Her tender heart pounded recklessly in her chest, her mixed emotions stretched between established physical cravings and deeper childlike longings. Despite every degrading and self-destructive act commited over her past few months on the street, the higher level of life achieved ascendency — Little Buzzy felt honestly innocent, hunted, and trapped. She instinctively jumped back from the sound of his voice, her left hand knocking over the dip dish and sending it crashing to the concrete floor.

“Hey!” It was Bead Lady, her maternal instincts summoned by Buzzy’s unspoken distress. “What are you doing to that kid?”

“Shaddup!” Major League was not known for his refined manners. Recalling Alisdare’s instruction to not make a scene, even he was caught short by his rudeness. Buzzy bolted for the door.

“Stop!”

She was already running.

Major League lunged for her, but was grabbed harshly from behind by Bead Lady. He spun, slamming his palm into her chest and propelling her backwards as if she were shot from a circus cannon. Her unintentional target for touchdown — the entire refreshment table — collapsed under her impact with noisome racket. Cold cuts, vegetables, tea, and one would-be Native American princess splashed and spilled messily across the floor. A teen-age space alien screeched in dismay at the sight of her mother so forlorn, but the balance of the backstage gaggle seemed more concerned with the loss of free food than any outcries of human distress.

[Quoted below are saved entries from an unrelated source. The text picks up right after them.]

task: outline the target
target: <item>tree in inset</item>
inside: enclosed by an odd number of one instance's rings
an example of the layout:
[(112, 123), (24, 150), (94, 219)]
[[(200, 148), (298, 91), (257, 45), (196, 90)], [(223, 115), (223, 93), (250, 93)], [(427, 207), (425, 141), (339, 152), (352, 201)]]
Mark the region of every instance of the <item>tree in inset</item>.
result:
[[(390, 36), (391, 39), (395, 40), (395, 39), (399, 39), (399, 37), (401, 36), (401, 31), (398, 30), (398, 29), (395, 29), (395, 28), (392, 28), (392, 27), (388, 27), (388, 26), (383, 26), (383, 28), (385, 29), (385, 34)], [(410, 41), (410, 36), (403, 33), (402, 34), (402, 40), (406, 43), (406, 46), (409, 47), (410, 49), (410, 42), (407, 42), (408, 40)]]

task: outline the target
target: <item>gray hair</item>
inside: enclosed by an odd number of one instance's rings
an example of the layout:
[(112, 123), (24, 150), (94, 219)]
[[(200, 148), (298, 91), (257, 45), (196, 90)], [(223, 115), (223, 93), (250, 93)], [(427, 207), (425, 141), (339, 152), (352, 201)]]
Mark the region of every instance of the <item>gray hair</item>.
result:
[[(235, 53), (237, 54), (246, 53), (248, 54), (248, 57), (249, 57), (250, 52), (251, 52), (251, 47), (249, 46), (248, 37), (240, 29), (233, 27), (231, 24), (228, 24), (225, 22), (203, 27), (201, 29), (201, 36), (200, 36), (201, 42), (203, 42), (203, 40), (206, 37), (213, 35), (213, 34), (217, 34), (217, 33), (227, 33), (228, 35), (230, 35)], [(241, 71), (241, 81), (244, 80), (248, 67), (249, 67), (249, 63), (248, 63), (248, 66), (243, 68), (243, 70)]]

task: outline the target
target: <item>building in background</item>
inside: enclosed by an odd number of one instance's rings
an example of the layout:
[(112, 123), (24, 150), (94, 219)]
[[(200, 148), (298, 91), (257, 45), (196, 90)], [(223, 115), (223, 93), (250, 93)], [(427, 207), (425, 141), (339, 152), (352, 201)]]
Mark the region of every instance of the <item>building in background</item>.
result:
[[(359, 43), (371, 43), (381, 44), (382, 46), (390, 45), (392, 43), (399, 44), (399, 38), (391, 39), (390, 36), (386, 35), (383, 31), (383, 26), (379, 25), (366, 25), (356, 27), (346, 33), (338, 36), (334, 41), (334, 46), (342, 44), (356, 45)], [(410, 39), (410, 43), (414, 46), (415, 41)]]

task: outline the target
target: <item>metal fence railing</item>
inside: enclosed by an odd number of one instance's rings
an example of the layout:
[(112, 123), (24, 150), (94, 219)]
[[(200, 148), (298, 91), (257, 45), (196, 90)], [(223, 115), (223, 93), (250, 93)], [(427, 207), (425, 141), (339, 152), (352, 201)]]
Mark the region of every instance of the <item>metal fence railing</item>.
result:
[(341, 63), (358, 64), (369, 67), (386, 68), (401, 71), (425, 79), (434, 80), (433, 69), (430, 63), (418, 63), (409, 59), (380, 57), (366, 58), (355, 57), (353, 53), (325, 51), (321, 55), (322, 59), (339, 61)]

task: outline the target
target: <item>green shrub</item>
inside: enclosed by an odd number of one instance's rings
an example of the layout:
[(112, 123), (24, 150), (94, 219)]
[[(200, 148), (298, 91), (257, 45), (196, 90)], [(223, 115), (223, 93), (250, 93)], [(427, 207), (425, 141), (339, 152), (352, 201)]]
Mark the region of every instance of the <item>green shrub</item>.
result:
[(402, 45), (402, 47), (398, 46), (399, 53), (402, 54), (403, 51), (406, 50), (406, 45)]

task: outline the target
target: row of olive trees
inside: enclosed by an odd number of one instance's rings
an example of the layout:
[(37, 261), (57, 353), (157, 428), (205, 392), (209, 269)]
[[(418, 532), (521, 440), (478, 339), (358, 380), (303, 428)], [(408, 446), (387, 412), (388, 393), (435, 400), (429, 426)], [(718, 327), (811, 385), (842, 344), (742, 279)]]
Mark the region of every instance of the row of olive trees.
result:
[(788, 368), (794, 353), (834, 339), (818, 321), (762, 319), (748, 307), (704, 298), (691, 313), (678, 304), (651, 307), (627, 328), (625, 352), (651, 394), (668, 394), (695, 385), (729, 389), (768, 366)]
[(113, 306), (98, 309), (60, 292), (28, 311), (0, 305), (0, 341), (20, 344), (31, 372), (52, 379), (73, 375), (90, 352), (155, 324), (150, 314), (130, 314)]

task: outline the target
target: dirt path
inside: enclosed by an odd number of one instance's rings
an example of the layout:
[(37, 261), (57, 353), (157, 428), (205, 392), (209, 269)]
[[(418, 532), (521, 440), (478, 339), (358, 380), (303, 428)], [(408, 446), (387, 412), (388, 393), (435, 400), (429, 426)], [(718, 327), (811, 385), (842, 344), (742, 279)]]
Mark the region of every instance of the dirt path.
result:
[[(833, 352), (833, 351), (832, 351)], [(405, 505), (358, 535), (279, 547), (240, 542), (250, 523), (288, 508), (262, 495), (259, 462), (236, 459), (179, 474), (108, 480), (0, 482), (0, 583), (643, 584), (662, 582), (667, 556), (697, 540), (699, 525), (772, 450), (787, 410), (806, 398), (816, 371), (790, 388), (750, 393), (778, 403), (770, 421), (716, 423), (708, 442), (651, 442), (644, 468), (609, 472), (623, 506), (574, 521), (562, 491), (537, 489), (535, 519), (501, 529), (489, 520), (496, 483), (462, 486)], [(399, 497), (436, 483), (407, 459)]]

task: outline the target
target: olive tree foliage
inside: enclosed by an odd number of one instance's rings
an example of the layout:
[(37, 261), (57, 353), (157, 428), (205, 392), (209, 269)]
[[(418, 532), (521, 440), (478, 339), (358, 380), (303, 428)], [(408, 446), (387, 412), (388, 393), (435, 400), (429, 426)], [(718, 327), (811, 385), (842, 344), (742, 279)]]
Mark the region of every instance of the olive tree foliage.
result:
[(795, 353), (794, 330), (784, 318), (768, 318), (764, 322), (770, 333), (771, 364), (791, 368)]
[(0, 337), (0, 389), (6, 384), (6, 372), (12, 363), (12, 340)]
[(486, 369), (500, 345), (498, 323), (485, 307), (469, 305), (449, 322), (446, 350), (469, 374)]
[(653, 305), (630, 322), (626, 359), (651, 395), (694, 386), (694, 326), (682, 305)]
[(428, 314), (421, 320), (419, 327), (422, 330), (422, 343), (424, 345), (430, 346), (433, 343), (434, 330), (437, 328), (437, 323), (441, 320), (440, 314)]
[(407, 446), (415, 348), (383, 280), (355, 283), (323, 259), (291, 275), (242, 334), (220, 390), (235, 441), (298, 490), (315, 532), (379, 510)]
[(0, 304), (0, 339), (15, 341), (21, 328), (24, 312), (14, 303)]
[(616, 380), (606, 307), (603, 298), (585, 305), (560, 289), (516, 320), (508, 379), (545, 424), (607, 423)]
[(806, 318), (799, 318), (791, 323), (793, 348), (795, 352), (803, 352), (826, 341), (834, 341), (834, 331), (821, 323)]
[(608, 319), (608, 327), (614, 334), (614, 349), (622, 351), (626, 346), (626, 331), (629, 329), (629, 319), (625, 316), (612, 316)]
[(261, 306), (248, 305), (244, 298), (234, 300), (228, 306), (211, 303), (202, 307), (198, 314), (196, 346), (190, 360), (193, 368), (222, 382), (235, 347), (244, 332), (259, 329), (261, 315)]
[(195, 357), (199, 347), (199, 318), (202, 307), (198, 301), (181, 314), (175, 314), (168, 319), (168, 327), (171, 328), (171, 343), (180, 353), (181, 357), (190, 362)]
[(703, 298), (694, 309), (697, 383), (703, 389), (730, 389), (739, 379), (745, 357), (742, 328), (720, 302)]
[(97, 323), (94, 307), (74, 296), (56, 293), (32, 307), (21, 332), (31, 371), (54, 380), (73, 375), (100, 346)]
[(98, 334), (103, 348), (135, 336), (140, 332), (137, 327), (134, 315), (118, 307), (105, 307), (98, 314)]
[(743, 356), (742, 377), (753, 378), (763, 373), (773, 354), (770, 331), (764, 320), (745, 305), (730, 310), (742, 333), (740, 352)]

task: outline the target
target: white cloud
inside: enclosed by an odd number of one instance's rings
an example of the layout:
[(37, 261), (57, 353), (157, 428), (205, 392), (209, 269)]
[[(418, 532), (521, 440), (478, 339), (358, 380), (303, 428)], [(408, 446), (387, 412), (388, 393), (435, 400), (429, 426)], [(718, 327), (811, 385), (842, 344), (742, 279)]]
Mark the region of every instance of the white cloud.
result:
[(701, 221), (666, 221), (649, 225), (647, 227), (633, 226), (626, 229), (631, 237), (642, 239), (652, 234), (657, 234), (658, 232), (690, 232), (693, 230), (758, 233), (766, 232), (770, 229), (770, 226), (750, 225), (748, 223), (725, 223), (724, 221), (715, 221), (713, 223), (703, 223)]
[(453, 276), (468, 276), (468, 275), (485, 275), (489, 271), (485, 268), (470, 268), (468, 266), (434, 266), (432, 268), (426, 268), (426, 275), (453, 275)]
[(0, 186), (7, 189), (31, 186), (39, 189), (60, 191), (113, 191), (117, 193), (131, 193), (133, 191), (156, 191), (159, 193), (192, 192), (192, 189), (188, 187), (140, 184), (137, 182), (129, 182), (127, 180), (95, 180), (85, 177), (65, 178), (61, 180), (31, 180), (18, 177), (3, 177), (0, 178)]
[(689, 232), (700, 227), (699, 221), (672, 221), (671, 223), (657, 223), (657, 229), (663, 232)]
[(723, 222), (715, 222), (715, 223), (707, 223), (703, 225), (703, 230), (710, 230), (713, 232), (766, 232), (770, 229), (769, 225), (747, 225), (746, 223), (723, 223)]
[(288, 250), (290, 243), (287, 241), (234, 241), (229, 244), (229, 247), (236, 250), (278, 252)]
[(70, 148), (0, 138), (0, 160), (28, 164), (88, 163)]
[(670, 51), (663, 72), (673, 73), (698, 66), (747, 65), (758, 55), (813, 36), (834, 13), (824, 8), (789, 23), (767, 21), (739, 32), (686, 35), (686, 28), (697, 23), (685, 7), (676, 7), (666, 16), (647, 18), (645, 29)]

Buzzy was out the door, Major League was right behind her, and Nondescript tossed aside his cap as he dashed in hot pursuit. The backstage girls later agreed that the second caterer was exceptionally difficult to describe. They were eventually even more nonplussed when the Coliseum’s contracted custodian opened the utility closet in search of a mop and discovered two authentic and docile Emerald City Catering employees, sans uniforms, bound and gagged along side the bucket. The first one said his name was Dave and expressed concern over missing the encore.

The single red spotlight was now joined by sweeping arcs of multi-hued illumination punctuated by flashpots, flashbulbs, laser beams and obligatory dry-ice fog. The enormous stage and its electronic environs looked and sounded like a futuristic frontier’s battle zone. Amid the mayhem, Crowbar swung his axe with the intensity of a rampaging Viking while the rhythm section pounded out a visceral tattoo calculated to arouse primal instincts worthy of any senseless bloodletting splashed across history’s stained pages.